Newsletters - Summer 2005 Issue
Does ‘dominion’ mean meat?
by Jim Van Alstine
Animals are common in the Bible. The Jews, early Christians and indeed all the people of the ancient world were familiar with animals and experienced them routinely in their lives. It is therefore not surprising that animals occur often, both literally and metaphorically, throughout the Bible. Volumes have been written on animals and how a Christian faith informs human relations with them, including a growing library of titles by Rev. Andrew Linzey (several titles), Norm Phelps, (“Dominion of Love”) and Matthew Scully (“Dominion”) to name just a few.
There are numerous moments from Genesis to Revelations that illuminate the human animal relationship. In Genesis, we are offered a vision of paradise. Eden meets all human needs and we are seen, at first, in perfect peace with God and all creation. In Eden at peace, God prescribes a vegan world: “See, I give you every seed-bearing plant all over the earth and every tree that has seedbearing fruit on it to be your food, and to all the animals of the land, all the birds of the air, and all the living creatures that crawl on the ground, I give all the green plants for food.” (Genesis 1: 29-31)
Just a moment before this, God gives humans “dominion” over creation (Genesis 1:28). The granting of dominion is often sited as a defense of the practice of eating flesh. Since the vegan diet prescription immediately follows the granting of dominion, clearly God did not intend that the right of dominion should include consumption of his animals, blessed with the same “breath of life” we generally translate to mean “soul.”
Dominion is often taken to include a sort of superiority. The dominion of Genesis is considered by many as the cornerstone of a deeply entrenched sense of hierarchy that places God at the top of creation, humans below God and all other creatures beneath humans. In light of the peace that comes with the creation of the Edenic order and the sorrow and toil that follow the Fall, it seems unlikely that dominion was intended to convey superiority. After all, employers hold dominion over employees yet who today would believe that a CEO is superior to a worker in the order of God’s creation?
It is a unique and unsupportable conclusion that biblical dominion should include the right to eat animals. Heads of state have dominion over citizens yet few would suggest that gives a leader the right to kill citizens at will. Leaders who do are considered tyrants, not merely exercising their right of dominion. Parents clearly hold dominion over children, but society frowns on infanticide.

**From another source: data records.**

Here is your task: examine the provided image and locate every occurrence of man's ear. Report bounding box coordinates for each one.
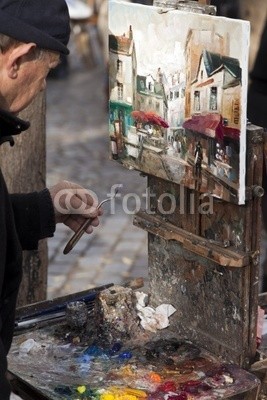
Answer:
[6,43,36,79]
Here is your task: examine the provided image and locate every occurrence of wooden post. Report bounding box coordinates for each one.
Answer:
[0,94,48,306]
[239,0,267,69]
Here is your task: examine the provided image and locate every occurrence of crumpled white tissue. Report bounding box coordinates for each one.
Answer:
[135,292,176,332]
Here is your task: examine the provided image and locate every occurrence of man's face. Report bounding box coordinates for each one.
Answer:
[0,44,60,114]
[9,52,59,113]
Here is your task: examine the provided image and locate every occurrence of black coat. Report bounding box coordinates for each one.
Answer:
[0,110,55,400]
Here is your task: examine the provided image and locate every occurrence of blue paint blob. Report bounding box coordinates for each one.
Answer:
[118,351,133,360]
[108,342,122,356]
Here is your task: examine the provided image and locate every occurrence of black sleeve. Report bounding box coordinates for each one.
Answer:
[10,189,55,250]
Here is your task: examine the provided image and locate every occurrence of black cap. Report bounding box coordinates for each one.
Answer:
[0,0,70,54]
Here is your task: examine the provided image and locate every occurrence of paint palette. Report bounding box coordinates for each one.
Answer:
[9,323,259,400]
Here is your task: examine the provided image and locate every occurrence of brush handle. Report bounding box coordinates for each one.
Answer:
[63,218,93,254]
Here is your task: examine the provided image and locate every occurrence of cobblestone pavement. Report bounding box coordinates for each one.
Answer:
[47,34,150,298]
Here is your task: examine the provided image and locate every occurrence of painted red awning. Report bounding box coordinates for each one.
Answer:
[183,113,240,141]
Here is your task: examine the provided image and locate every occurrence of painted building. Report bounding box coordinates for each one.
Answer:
[136,75,168,119]
[167,71,185,132]
[185,28,229,118]
[109,26,137,148]
[190,50,242,129]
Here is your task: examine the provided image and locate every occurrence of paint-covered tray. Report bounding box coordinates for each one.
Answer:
[9,321,259,400]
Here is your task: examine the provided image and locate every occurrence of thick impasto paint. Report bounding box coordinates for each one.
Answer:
[109,1,249,204]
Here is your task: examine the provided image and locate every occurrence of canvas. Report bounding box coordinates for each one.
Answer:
[109,1,250,204]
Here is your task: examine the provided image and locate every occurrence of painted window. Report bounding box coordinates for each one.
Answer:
[117,82,123,100]
[117,60,122,75]
[210,86,218,111]
[194,90,200,111]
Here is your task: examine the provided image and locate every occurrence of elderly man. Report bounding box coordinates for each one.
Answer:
[0,0,102,400]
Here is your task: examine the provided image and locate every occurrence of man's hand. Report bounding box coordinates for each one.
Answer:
[49,181,103,233]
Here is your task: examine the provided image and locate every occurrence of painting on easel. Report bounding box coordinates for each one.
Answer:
[109,1,249,204]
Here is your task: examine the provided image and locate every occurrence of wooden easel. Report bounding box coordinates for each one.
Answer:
[131,0,263,368]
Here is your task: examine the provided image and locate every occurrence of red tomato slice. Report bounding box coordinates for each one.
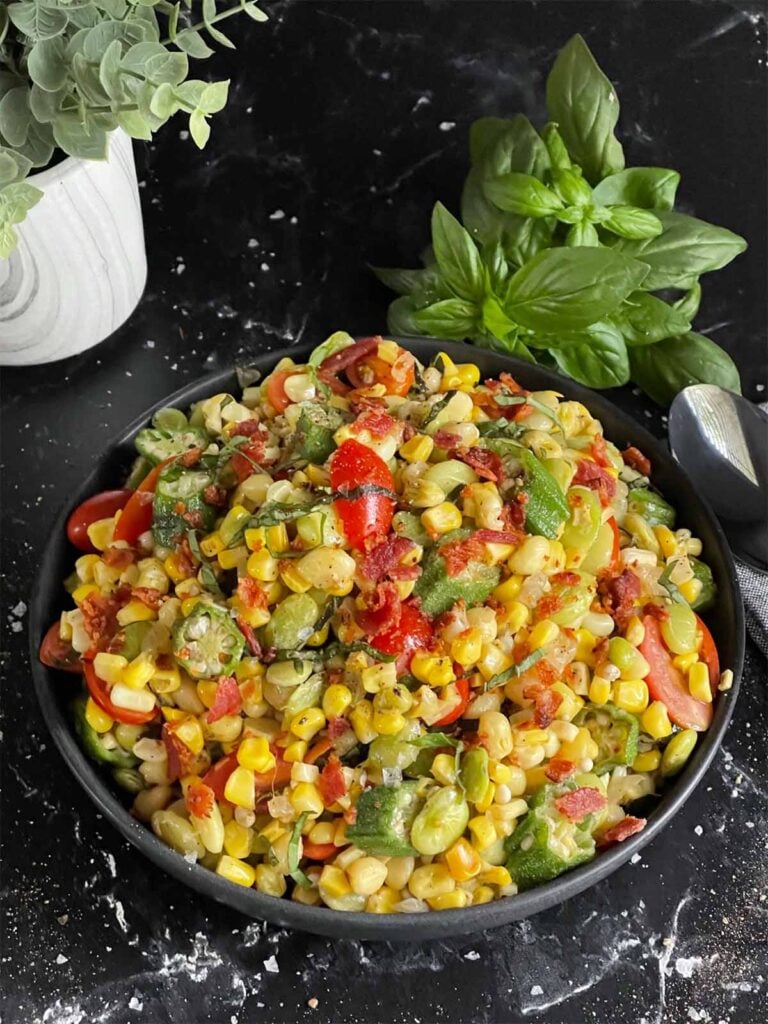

Strangely, in this one use of dominion found in Genesis the word’s meaning is extended to permit the enslavement, intensive confinement, manipulation, mutilation and murder of animals. Despite the lack of any ethical or practical parallel, most people still cling to the unsupportable belief that human dominion over creation excuses the killing of animals for flesh.
If the dominion granted in Genesis is fairly examined in the context of the Jewish and Christian faith traditions of love and compassion, then enslavement and slaughter of animals must be an anathema. Rather than excusing meat consumption, a belief in dominion should more rightly be read as a call to compassion and responsible stewardship of creation.